You’ll see in both cases that a huge fraction of the total database time is spent in single block reads (the “db file sequential read” time), but in December the number of reads has gone up by about 3.2 million. You can also see that about 1.7 million of the “extra” reads could be attributed to the critical query even though the number of executions of that query has hardly changed. The average number of reads per execution has gone up from 18 to 56. (I did ask if I could see the section of Statspack titled “SQL ordered by Executions” as this includes the average number of rows per execution and it would have been nice to know whether this average had gone up just a little bit, or whether it had gone up in line with the average reads per execution. Unfortunately the request was ignored, so I am going to proceed as if the change in the average result set was small.)

This, perhaps, tells us exactly what the problem is (and even if it doesn’t, the figures are symptomatic of one of the common examples of non-scalable queries).

Look at the query again – are we reporting all the rows for a “policy number”, ordered by “payment date”. If so, the number of payments recorded is bound to increase with time, and inevitably there will be lots of payments for policies belonging to other people between each pair of payments I make on my policy – and that would put each of my payments in a different table block (if I use a normal heap table).

Initially the payments table may be sufficiently small that a significant fraction of it stays in Oracle’s data cache or even in the file-system or SAN cache; but as time passes and the table grows the probability of me finding most of my blocks cached decreases – moreover, as time passes, I want increasing numbers of blocks which means that as I read my blocks I’m more likely to knock your blocks out of the cache. Given the constantly increasing numbers of competing reads, it is also no surprise that eventually the average single block read time also increases.

In scenarios like this it is inevitable that performance will degrade over time; in fact it is reasonably likely that the performance profile will degrade slowly to start with and then show an increasingly dramatic plunge. The only question really is how much damage limitation you can do.

One strategy, of course, is to increase the memory available for the critical object(s). This may mean assigning the table to a generously sized KEEP cache. (The cache need not be the same size as the table to improve things, but the bigger the better – for this query, at least). But such a strategy is only postponing the inevitable – you really need to find an approach which is less susceptible to the passage of time.

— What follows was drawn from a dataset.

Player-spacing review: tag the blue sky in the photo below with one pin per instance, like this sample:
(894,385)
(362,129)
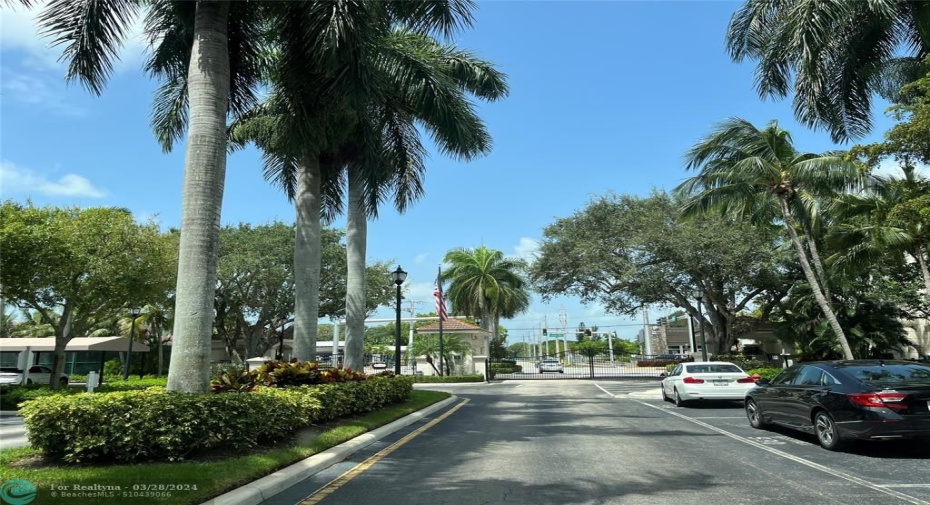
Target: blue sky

In this case, there are a few options to consider. First – note that we are selecting all the rows for a policy: do we really need to, or could we select the rows within a given date range, thus setting an upper limit on the average volume of data we need to acquire for any one policy. If we do that, we may want to think about strategies for summarizing and deleting older data, or using partitioning to isolate older data in separate segments.

If we can’t deal with the problem by changing the code (and, in this case, the apparent business requirement) can we avoid the need to visit so many data blocks for single policy. There are two obvious options to consider here – we could create the table as an “index cluster” clustered on the policy number; in this way we pay a penalty each time we insert a new row for a policy because we have to find the correct block in the cluster but when we run a query against that policy we will only need to read one or two blocks (probably) to get all the data. Alternatively we could consider setting the table up as an index-organized table (IOT) – again we do more work inserting data into the correct leaf block in the index but again we reap the benefit as we query the data because all the rows we want are in the same two or three leaf blocks (and stored in the order we want them).

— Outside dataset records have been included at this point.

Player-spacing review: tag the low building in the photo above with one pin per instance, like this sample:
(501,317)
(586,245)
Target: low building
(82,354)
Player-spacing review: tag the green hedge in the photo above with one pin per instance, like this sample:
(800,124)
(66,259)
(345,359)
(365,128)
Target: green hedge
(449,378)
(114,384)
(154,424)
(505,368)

Of course we are still subject to the same basic problem of the result set increasing in size as time passes, but at least we have managed to reduce (dramatically) the number of blocks we have to visit and the rate of growth of the number of blocks per query, thereby improving the scalability of the queries significantly.

Introducing new structures to an existing system is difficult, of course, and we may have to work out variations on this theme (like creating an index that includes all the table columns if we can’t switch to an IOT!). The key point is this, though: sometimes we can look at our data and the critical queries and recognize that the volume of data we have to process (even if we don’t return it, as we did in this example) is always going to increase over time, then we need to consider ways of minimizing the volume of data, or improving the packing of data so that the work we do doesn’t change (much) over time. Don’t just think ‘fast now’, think ‘will it still be fast later’.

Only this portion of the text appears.